Community Building Beyond Human
by Eric Bolsch
“I think any theory of change, on any temporal, spatial, or realistic scale, is worth exploring.”
I recently wrote a paper for my Environmental Thought course, a course I could not recommend more to people who are motivated by social and environmental movements and are eager to be involved in change. The assignments and readings inspired my classmates and I to go beyond the in-class discussions, even now–one semester later–meeting to converse about how to make change an active part of our lives. It gave me the platform to explore my interests, no matter how radical or how many assumptions are attached to it–a positive outlook on an occasionally depressive field of study.
My passion lies in the matter of soil, seeds, sustainable and regenerative agriculture, as well as mycology. My non-passions include industrial food systems and destructive disregard for traditional and cultural seed and crop varieties. So, I began to think about how I could combine my passions to combat my non-passions.
I believe each species has a role and purpose– maybe even a purpose that is far greater than any career a human can hold and yet so invisible that we humans could never notice. Specifically, I see this superiority in fungi and its mycelial network, viewing it as a model organism for change.
Mycorrhizae, and fungi in general, are natural decomposers. They break down plant residues and animal remains to recycle nutrients into the soil. Some species can even take up heavy metals and toxins to clean up polluted environments. In a concept called mycorestoration, these fungal beings can be integrated into agricultural or soil systems to counteract the negative effects of industrial by-products. I don’t see this as another human bio-manipulation taking advantage of natural rhythms. Instead, I view this as the fungi stepping in, making use of humans to spread their spores, integrate them into systems, and allow them to thrive on the lands deteriorated by human activity.

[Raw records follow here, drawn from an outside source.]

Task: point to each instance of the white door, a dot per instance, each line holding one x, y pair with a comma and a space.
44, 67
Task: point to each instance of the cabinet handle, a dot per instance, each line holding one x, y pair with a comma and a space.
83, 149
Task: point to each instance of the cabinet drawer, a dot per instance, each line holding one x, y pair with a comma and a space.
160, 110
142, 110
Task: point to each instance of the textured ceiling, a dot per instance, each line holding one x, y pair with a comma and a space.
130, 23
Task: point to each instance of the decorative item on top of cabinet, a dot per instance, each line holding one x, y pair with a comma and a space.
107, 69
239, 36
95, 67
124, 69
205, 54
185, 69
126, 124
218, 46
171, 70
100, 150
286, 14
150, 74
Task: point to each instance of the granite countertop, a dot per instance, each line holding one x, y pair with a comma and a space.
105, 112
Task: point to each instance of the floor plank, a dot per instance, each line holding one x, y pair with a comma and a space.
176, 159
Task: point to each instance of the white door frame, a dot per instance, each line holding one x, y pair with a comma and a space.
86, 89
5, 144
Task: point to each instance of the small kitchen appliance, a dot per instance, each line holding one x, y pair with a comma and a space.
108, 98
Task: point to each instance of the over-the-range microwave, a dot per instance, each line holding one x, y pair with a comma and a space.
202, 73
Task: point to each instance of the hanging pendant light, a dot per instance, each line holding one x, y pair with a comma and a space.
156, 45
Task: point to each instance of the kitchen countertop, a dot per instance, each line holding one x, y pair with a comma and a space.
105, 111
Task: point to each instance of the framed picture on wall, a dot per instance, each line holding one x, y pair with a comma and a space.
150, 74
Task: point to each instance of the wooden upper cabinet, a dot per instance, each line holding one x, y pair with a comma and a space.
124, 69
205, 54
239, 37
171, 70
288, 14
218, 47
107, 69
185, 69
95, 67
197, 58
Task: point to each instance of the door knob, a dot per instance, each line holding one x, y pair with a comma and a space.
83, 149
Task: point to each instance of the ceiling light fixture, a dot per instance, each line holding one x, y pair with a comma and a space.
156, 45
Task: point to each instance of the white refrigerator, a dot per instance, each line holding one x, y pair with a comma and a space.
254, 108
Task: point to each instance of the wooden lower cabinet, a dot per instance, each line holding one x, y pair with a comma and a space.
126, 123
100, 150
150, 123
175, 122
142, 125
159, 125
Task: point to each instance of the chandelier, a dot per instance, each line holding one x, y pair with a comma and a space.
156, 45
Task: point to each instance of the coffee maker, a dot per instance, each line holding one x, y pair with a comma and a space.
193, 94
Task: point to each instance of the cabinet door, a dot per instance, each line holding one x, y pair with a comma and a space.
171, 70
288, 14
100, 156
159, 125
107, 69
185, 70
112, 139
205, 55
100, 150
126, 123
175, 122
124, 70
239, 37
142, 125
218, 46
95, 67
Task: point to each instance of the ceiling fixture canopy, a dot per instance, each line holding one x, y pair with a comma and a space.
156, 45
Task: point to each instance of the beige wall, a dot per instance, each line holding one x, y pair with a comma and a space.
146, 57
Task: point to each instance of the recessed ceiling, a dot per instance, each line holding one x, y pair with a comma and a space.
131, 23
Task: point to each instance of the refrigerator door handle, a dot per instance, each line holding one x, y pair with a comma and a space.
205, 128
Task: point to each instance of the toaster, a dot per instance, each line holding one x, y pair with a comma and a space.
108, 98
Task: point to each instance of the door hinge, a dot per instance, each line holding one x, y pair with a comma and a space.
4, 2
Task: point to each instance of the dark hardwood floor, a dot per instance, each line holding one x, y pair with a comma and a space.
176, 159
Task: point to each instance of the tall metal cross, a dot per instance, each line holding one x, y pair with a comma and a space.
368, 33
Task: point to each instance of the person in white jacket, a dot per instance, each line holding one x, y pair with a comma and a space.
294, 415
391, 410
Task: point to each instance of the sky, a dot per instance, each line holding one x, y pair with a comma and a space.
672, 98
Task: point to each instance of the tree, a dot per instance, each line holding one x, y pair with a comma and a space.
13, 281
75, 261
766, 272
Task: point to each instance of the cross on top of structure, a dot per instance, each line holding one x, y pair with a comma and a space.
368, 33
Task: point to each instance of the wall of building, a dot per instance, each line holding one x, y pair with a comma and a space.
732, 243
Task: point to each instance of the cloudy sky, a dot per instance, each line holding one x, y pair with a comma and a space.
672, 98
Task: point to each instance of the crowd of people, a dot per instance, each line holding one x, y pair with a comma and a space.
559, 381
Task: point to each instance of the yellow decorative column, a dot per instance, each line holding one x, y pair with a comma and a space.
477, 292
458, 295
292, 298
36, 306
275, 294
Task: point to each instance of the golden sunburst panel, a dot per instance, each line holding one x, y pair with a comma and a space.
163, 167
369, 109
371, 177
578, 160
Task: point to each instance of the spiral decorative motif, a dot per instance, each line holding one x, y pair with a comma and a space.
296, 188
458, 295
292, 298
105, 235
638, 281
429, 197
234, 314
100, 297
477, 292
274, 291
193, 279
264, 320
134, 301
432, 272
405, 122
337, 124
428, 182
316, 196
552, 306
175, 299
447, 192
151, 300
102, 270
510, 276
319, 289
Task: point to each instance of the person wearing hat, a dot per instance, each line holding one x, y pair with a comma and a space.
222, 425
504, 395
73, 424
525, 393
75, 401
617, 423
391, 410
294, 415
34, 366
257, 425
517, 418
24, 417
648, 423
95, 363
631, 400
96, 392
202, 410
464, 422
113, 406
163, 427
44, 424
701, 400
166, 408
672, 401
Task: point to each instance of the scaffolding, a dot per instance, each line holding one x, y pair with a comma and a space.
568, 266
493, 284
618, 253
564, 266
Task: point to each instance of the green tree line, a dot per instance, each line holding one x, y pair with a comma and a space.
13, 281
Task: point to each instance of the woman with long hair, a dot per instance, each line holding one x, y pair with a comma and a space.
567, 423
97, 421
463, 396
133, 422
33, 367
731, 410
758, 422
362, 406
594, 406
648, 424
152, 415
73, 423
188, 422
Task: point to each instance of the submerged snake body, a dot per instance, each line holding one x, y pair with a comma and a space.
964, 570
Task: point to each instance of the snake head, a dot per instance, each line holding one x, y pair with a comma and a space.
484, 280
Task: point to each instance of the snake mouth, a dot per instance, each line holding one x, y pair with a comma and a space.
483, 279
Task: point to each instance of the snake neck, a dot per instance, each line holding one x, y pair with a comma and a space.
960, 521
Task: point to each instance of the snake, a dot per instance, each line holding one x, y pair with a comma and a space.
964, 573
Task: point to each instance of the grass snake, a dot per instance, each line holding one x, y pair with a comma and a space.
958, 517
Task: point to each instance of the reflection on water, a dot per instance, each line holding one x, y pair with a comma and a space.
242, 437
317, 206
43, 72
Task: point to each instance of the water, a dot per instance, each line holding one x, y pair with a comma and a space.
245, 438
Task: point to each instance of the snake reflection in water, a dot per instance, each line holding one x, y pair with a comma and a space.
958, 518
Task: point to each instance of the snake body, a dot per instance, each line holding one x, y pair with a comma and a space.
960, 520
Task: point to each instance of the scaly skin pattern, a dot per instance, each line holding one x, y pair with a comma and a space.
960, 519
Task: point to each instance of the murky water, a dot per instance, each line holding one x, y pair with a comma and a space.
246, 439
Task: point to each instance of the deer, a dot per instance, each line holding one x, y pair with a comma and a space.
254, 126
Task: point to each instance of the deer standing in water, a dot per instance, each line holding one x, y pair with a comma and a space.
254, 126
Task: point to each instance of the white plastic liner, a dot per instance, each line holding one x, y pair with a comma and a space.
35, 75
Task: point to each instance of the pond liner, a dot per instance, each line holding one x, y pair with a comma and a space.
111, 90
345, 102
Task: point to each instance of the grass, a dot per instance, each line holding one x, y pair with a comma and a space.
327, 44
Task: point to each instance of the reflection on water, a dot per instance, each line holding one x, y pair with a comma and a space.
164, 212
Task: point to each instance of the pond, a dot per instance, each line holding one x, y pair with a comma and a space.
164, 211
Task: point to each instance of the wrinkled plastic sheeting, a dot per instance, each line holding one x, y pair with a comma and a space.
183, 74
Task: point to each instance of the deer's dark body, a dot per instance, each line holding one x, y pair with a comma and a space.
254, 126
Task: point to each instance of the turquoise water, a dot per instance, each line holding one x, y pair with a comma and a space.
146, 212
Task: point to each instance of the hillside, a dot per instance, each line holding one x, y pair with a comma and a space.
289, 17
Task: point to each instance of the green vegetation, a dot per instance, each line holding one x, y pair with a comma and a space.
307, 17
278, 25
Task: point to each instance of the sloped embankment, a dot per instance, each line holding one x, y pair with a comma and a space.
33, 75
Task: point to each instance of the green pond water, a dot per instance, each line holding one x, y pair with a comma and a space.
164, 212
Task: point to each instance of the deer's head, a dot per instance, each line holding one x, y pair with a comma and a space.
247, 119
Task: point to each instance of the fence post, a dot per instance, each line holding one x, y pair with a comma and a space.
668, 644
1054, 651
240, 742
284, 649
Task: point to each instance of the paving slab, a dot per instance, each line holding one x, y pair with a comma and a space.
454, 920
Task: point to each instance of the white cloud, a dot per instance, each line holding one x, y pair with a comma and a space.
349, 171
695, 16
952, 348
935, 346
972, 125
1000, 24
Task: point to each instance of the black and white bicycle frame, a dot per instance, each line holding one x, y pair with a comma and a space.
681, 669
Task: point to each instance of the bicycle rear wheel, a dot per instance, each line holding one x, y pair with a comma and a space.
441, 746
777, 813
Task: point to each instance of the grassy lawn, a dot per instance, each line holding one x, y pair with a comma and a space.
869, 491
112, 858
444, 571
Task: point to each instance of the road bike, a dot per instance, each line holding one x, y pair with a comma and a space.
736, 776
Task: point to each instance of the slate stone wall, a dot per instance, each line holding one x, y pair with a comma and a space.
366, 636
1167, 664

It is the fungi saying, “Enough is enough,” and that it is time to return to a proper community–an ecological one–where all populations of species interact to support the well being of one another. This contradicts the current anthropocentric framework of the world, where humans (though not all) are permitted to use other beings as tools. Perhaps instead, WE are a tool for fungi, but in a way where a symbiotic relationship benefits both fungi and humans.
As well, the mycelial network acts as a model organism in its structure. It entwines the soil biome to unite all individual beings as one massive organism, creating this community,that perhaps our human communities could be modeled after.This means reliance on the resilience of local beings–crops, labourers, goods, and services, and a deglobalization of trade, where nations rely on imports and contribute to the export of natural resources. All communities should look to their own members, no matter the species, for their well being and health.
I wish to share this with the world not because it was a cool topic for a paper I had the privilege to write, but because I think any theory of change, on any temporal, spatial, or realistic scale, is worth exploring. In a time where our generation is called upon for action, I’d say find your passions and use them to fight your non-passions. My biggest realization is that some of the smallest beings of the world are already combating the wrongs of human activity, and I am honoured to contribute to the movement.